RBI Intervention and Rupee Exchange Rate
Recently Indian rupee saw its most significant gain against the US dollar in seven months due to a strategic intervention by the Reserve Bank of India (RBI).
Key Details of the Intervention
- The RBI's action involved the sale of dollars, thereby increasing the supply of dollars relative to the rupee.
- This resulted in the rupee appreciating by over 1% during the day, with a closing gain of 0.7% over the dollar.
- The exchange rate moved from 91.05 to 90.09 per dollar.
Context and Reasoning
- The rupee had depreciated by more than 6% over the past year, a rate two to three times faster than historical trends.
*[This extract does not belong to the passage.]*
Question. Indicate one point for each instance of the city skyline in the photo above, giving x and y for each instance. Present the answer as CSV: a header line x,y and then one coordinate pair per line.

- A rapid decline of 3% was observed since November 15, prompting the intervention.
RBI's Approach
- RBI Governor emphasized allowing market forces to determine the rupee's value.
- The aim is to mitigate abnormal or excessive volatility without targeting specific price levels.
- There is no strict definition of "excessive" fluctuation, but the quick slide from 90 to 91 in 10 days was significant.
Considerations and Implications
- A sharp, continuous fall could lead to panic and self-fulfilling depreciation.
- With low domestic inflation and subdued crude oil prices, a depreciating rupee might not spike inflation to uncomfortable levels.
- RBI interventions can moderate fluctuations but cannot dictate the rupee's long-term value.
- The rupee's true value depends on India's trade balance and attractiveness to global capital flows.